A Resolution Opposing IP-28 Imposing a Gross Sales Tax On Oregon Businesses with Gross Sales  Exceeding $25 Million. By The Oregon Logging Conference. February 25, 2016

WHEREAS, Initiative Petition 28 is currently scheduled to appear on the November 2016 ballot to ask voters to impose a 2.5 percent tax on the gross sales of C-corporations with sales in excess of $25 million and an additional minimum tax of $30,001, and

WHEREAS, the gross receipts tax is based on total value of sales, with no regard to profitability.
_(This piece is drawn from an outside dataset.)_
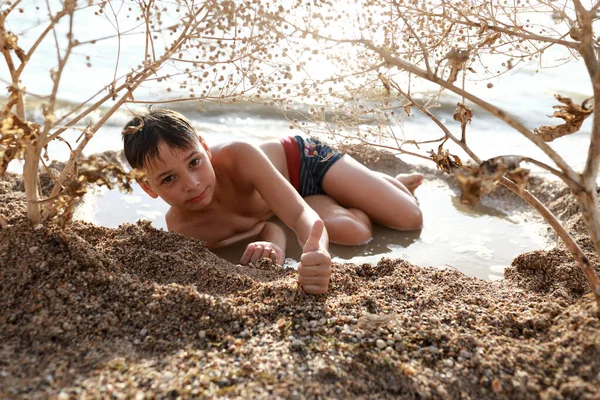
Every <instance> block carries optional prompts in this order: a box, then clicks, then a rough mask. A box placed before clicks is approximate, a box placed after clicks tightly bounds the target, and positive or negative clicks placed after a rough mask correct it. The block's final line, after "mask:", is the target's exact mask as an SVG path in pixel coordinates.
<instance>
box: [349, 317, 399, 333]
mask: <svg viewBox="0 0 600 400" xmlns="http://www.w3.org/2000/svg"><path fill="white" fill-rule="evenodd" d="M393 319H394V315H393V314H383V315H376V314H365V315H363V316H362V317H360V318H359V319H358V323H357V324H356V327H357V328H358V329H369V330H375V329H378V328H382V327H384V326H386V325H388V324H389V323H390V322H391V321H392V320H393Z"/></svg>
Firms involved in low margin businesses with high sales volumes, such as automobiles, will be unfairly disadvantaged as opposed to those involved in high profit businesses with lower sales volumes, and

WHEREAS, IP-28 would raise $5.3 billion each biennium from a select group of Oregon businesses, a five-fold increase, and would increase the state’s $18.8 billion general fund budget by 30 percent making it the largest tax increase in Oregon history, and

WHEREAS, the petitioners largely represent public employee labor unions who are seeking to bolster the state’s budget and the Public Employee Retirement System (PERS) that is driving many local governments toward insolvency, and

WHEREAS, the very same proponents of IP-28 have filed IP-24 and IP-26 to raise taxes on S-Corps, LLCs, partnerships and individuals making more than $125,000 per year, and

WHEREAS, these new tax measures could not come at a worse time as the State of Oregon is struggling to emerge from one of the worst recessionary periods in modern times, unemployment rates are still unacceptably high and the growth of new jobs is sporadic, and

WHEREAS, Initiative Petitions 24, 26 and 28 could very likely drive businesses out of the State of Oregon to relocate elsewhere.

THEREFORE BE IT RESOLVED that the Oregon Logging Conference (OLC) go on record in strong opposition to Initiative Petitions 24, 26 and 28 and urge the State Legislature to take control of the State of Oregon’s financial affairs.